"No one held their breath in anticipation, robbing me of a sense of clichéd drama. Their loss. The 360 version doesn’t really try to innovate or reinvent the original game; it simply builds upon it, gives you a create a character system of note, marries it up to decent career mode and throws the entire thing online."
Last time out, I took a lot of flak for reviewing a darts game. Fellow reviewing alumni took digs about it in reviews about pornographic poker, accusations were made about how I’d switched my focus from pulling forgotten games out of a sea of obscurity and how instead people didn’t know me anymore. I, of course, took this with expected grace and eloquence. Bottom line was, the game surprised me in how fun it was to pick up and play. The single player was quite lacking, the graphics decidedly dated and the online play nonexistent -- but grab a friend, hit up a few head-to-head games of 501, and the evenings fly by.
No, really. We still play it now.
But now it’s two years later and developers Mere Mortals have obviously gained a little confidence. Last time around, PDC World Championship Darts saw a very limited release: the already outdated PS2 and the universal dumping grounds for all titles, the PC. 2008 saw a dialling up in ambition -- if it was even slightly current, a PDC title would find it. Out of all these titles, the Wii version looked to be a sure-fire winner. It wasn’t.
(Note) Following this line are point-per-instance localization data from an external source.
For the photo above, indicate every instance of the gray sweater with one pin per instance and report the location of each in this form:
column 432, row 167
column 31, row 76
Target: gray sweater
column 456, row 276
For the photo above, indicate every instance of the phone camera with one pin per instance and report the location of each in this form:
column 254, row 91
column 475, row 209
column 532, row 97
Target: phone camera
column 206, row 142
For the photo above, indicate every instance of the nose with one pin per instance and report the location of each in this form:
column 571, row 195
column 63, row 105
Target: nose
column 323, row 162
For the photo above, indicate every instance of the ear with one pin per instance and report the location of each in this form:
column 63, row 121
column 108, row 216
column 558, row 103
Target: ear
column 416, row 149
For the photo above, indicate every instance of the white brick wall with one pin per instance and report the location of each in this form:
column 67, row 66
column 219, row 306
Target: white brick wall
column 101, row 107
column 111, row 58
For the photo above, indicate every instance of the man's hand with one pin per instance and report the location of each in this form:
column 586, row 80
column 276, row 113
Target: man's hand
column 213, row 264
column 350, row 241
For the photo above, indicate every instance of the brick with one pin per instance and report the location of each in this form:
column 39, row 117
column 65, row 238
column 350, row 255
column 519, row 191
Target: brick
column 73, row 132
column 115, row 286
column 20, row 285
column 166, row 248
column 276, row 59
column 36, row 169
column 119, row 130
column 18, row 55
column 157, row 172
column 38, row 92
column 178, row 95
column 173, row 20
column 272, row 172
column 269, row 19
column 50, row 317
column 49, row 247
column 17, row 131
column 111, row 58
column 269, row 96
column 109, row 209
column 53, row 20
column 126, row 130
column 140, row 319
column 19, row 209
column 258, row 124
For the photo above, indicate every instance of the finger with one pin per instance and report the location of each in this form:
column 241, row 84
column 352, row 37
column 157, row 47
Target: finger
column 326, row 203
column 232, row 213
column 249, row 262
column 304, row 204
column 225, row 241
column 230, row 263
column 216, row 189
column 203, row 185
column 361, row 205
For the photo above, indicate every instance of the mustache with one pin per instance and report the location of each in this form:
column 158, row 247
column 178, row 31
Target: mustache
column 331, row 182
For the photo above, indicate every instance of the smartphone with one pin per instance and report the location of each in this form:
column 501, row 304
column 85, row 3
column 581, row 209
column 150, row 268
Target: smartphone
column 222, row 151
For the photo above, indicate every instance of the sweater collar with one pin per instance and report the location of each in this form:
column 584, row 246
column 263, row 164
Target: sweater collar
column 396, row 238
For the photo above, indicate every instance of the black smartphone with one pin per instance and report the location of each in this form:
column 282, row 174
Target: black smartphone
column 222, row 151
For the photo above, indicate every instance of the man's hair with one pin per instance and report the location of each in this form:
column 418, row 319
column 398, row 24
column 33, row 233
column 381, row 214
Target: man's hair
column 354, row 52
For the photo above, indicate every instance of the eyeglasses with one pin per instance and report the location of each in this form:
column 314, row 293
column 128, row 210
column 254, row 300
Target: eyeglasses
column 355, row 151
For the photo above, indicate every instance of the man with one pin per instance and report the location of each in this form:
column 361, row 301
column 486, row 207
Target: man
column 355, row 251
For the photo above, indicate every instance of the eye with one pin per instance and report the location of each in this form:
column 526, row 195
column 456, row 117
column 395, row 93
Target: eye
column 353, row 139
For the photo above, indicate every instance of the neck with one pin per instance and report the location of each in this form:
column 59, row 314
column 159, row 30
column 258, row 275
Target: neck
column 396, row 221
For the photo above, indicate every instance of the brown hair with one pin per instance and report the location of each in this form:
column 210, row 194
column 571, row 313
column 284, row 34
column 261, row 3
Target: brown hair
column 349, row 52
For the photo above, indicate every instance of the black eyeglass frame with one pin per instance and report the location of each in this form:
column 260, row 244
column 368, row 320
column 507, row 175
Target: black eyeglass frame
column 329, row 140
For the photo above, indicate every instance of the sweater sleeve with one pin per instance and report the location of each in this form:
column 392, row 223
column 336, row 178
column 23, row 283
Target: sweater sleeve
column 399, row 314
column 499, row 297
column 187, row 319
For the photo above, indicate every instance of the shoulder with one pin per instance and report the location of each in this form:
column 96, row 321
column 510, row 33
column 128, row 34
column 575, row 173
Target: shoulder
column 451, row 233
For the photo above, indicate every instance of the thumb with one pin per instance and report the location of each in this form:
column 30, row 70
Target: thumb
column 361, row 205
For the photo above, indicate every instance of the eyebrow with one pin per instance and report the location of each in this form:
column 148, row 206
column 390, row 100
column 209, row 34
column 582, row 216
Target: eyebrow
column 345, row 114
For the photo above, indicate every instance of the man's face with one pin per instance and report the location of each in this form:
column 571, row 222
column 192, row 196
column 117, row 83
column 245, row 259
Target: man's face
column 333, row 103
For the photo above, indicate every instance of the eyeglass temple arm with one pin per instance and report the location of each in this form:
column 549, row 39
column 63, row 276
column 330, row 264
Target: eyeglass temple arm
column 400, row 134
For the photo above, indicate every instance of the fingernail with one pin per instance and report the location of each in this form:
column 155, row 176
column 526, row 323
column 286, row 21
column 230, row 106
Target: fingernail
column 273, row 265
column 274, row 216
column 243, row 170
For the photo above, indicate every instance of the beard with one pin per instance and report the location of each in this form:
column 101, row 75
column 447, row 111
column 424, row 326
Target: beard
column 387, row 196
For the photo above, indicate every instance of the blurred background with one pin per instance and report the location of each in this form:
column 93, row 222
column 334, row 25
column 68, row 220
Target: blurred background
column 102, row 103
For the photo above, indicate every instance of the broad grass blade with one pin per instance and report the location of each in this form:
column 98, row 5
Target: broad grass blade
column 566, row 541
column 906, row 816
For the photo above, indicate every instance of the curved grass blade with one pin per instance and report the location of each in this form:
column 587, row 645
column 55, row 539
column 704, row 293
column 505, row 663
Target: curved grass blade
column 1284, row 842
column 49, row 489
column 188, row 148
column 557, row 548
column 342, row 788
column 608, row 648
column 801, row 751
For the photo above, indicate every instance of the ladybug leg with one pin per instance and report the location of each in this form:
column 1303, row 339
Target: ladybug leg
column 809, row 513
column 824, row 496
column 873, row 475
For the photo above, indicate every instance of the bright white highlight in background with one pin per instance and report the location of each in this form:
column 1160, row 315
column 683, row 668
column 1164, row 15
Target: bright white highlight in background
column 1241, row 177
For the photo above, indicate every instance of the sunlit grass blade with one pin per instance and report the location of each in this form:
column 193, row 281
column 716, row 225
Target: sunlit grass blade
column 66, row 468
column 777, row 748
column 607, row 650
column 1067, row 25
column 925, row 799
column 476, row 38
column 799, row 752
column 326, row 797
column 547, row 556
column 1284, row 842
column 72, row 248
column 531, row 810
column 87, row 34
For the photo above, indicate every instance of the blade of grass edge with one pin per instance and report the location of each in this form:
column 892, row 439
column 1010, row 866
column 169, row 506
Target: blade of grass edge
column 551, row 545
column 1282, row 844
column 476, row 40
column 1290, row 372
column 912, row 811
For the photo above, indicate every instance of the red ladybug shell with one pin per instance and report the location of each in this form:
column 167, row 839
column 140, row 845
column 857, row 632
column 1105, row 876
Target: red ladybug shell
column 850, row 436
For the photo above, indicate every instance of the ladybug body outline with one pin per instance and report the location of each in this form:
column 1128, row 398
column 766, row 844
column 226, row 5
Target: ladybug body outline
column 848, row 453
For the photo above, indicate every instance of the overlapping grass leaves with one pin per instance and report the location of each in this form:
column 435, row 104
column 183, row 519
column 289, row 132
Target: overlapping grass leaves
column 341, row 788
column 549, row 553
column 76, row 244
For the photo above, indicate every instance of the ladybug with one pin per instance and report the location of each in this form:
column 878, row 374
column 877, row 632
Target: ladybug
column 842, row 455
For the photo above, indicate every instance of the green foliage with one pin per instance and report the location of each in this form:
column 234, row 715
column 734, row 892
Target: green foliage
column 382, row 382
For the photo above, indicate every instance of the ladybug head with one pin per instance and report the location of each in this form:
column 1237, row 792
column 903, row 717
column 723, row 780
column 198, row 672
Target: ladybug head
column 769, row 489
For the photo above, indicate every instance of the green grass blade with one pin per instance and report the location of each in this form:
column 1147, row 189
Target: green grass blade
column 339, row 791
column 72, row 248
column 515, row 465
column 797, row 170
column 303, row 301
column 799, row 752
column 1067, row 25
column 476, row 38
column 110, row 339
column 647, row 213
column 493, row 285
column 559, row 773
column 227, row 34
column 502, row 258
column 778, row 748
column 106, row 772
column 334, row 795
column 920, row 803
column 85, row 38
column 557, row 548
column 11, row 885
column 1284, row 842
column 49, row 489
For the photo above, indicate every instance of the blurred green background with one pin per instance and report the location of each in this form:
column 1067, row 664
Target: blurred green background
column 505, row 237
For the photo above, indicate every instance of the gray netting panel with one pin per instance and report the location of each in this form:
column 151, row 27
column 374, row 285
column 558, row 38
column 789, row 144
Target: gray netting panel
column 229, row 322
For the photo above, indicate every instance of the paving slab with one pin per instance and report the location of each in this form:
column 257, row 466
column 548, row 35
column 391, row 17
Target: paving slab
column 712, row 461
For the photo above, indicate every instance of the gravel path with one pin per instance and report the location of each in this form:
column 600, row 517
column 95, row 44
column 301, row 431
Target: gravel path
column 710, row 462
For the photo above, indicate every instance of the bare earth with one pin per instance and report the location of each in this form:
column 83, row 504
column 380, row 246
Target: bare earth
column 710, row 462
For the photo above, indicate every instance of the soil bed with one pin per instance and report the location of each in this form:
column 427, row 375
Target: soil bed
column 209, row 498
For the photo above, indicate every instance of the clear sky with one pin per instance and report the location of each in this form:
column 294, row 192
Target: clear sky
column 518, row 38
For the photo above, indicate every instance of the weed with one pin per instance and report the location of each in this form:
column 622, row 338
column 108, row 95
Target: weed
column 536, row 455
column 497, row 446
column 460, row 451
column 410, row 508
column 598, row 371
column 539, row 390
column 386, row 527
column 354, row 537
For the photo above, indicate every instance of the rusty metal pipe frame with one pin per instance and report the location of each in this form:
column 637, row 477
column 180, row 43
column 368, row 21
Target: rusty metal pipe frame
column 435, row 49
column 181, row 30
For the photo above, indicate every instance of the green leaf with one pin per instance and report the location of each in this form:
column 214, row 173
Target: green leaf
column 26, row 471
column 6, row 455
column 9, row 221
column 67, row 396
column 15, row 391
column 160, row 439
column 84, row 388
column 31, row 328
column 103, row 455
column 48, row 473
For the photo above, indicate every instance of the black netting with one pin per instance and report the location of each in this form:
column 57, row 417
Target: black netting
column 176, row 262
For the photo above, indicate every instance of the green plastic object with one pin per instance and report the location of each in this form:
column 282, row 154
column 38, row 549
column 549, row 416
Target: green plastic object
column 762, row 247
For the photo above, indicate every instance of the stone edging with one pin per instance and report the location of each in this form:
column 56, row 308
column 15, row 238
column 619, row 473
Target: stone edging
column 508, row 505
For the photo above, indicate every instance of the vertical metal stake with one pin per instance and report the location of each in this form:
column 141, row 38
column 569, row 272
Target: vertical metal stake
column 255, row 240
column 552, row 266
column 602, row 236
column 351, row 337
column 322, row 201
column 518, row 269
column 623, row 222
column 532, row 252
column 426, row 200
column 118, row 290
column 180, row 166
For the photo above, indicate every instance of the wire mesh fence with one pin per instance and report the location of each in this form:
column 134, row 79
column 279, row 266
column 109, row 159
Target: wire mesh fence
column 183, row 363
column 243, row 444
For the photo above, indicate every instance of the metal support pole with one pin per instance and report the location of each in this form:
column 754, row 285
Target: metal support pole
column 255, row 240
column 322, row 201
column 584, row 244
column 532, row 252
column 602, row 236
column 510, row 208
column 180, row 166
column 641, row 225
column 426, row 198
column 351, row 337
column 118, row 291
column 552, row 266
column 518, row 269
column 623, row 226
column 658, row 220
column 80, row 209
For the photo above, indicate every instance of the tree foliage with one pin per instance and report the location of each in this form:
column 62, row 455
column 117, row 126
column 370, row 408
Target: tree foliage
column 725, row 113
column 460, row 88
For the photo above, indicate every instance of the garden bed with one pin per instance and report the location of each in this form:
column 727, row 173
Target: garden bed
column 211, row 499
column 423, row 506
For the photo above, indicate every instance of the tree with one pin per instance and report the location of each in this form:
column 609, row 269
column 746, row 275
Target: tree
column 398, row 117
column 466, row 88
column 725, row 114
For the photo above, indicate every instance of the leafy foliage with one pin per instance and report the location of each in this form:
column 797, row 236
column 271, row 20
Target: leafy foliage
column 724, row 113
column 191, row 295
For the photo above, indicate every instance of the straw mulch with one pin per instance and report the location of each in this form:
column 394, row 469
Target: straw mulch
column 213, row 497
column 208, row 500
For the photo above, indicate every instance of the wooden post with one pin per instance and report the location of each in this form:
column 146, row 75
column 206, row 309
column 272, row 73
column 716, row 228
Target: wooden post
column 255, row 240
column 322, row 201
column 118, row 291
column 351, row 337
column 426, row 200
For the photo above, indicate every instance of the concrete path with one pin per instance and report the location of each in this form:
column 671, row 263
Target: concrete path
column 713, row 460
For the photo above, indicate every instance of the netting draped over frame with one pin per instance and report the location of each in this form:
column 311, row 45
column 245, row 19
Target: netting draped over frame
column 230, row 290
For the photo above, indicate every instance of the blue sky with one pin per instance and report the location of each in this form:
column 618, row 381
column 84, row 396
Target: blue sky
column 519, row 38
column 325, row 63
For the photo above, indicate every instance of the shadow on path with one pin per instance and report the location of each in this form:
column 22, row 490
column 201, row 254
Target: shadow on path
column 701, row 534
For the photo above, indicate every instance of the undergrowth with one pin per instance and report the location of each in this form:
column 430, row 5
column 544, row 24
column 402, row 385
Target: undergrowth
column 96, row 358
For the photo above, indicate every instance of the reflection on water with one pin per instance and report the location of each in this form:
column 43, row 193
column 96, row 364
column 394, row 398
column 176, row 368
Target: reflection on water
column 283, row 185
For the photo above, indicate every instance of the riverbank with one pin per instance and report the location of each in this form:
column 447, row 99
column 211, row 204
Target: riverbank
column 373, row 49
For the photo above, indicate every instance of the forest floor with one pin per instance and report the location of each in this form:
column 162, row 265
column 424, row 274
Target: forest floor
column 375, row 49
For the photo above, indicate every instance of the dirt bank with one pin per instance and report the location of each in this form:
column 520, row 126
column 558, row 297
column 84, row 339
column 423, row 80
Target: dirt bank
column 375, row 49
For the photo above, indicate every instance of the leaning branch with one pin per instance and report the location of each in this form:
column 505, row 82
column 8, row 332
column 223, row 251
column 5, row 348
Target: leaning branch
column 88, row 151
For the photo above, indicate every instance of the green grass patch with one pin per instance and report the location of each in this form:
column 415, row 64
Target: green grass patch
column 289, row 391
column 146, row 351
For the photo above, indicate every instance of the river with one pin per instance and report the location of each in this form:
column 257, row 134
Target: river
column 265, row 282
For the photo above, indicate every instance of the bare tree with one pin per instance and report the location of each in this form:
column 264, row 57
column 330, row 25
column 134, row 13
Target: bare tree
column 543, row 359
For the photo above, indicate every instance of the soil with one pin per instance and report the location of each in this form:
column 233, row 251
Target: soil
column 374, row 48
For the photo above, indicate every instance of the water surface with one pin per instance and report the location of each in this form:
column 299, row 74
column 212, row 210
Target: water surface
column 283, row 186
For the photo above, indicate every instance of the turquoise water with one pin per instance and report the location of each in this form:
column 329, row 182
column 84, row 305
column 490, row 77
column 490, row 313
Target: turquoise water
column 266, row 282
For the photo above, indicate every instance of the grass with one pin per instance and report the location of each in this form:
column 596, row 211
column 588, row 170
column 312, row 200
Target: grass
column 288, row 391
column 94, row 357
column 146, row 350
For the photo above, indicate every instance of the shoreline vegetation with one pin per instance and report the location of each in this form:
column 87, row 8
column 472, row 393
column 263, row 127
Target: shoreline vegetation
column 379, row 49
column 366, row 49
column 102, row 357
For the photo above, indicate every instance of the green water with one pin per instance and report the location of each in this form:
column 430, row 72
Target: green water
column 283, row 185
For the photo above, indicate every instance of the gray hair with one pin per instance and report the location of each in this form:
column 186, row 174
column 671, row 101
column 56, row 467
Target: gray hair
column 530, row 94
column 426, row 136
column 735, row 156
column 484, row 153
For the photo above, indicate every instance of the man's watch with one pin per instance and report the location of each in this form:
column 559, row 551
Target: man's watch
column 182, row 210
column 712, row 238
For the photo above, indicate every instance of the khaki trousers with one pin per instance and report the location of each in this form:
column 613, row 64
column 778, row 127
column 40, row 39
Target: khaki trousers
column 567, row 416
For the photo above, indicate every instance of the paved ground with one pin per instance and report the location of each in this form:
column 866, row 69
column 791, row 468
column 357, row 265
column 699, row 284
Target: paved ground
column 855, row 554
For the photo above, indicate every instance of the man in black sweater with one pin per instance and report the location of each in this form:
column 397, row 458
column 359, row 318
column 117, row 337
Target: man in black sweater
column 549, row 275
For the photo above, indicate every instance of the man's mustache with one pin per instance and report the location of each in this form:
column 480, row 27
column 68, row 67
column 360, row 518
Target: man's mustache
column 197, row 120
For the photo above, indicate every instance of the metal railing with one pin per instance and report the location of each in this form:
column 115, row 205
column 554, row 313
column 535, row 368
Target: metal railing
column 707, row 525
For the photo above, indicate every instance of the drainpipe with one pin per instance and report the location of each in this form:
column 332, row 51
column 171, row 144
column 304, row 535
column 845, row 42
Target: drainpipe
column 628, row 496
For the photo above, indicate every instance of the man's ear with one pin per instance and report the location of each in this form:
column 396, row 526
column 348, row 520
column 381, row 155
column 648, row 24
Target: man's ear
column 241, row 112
It was, in fact, pretty awful.
Mostly forgotten about after what should have been its moment in the limelight turned out to be a short, sharp date with a flamethrower, PDC retreated to lick its wounds and work on the two version that had been held back. The Xbox 360 and PSP.
No one held their breath in anticipation, robbing me of a sense of clichéd drama. Their loss. The 360 version doesn’t really try to innovate or reinvent the original game; it simply builds upon it, gives you a create a character system of note, marries it up to decent career mode and throws the entire thing online.
On the surface, not much has changed. The basic game mechanics remain unaltered: you have a crosshair you aim at the dart board and then simulate the throw by pulling back the analogue stick then nudging it back forward again. On easier modes, you have a bar present to show you how much pressure you have on your throw while, on harder settings, it’s all up to you to judge this. You then take turns hurling your darts at the dartboard against either the computer of a chum, trying to reach a set target before they do. It’s simplistic, repetitive and hardly pushing the system to its limits -- but I will always offer a smug grin every time I squeeze three darts into the treble twenty and hear the (slightly annoying) commentator scream OOOOOONNNNNEEEEE HUUUUUUNDREEEEEEEEED AND EEEEEEEEEIIGGHHTTYYYYYYY
There, that should eat up a hefty portion of my letter quota.
The best bit of the game has, and always will be, playing against someone rather than against the computer, which is why the jump online has really made the game so much more accessible. But even away from that, a lot has been done to improve the experience when you play on your own. The last chapter had an awful create a character mode which basically gave you the choice of looking like one of the pre-made pros (usually the one who looked like WWF veteran Ted DeBiase on a solid diet of cake) and left it at that. While PDC 2008 hasn’t got the most in-depth me-maker around, it does a solid job and then throws you into a career mode of actual note. All things that couldn’t have been said for its previous versions.
I could have a go at certain things about the title, and, as this is a video game review, I will. The graphics are still decidedly dated and Sid Waddell is, while I’m sure dearly loved by the majority of the darts-enthused public who enjoy his wacky commentating, someone I would endorse the testing of voice box removal on. It’s good that he’s got more lines in-game than he did in 2006, and I appreciate that a lot less of his quips are repeated relentlessly, but he seems to have only been placed on this planet to wind me up. No, that wasn’t a great dart; I missed the treble twenty. I wanted sixty points, and I have a third of that -- that isn’t superior strategy; that‘s the clever effects of my aim wobbling around because it‘s a big pressure shot.
The biggest problem here is just how niche the title really is. Know who Bruce Spendley is and still quote outdated references from Bullseye? Avoid the dodgy Wii version and go pick this up. Need a new title to shoehorn into your completive gaming? You could do a lot worse than PDC World Championship Darts 2008; it’s a great way to beat your friends in a way you never thought of before.
I’m glad I’ve played this game. Even if its left me open for another two years of relentless mocking from my peers.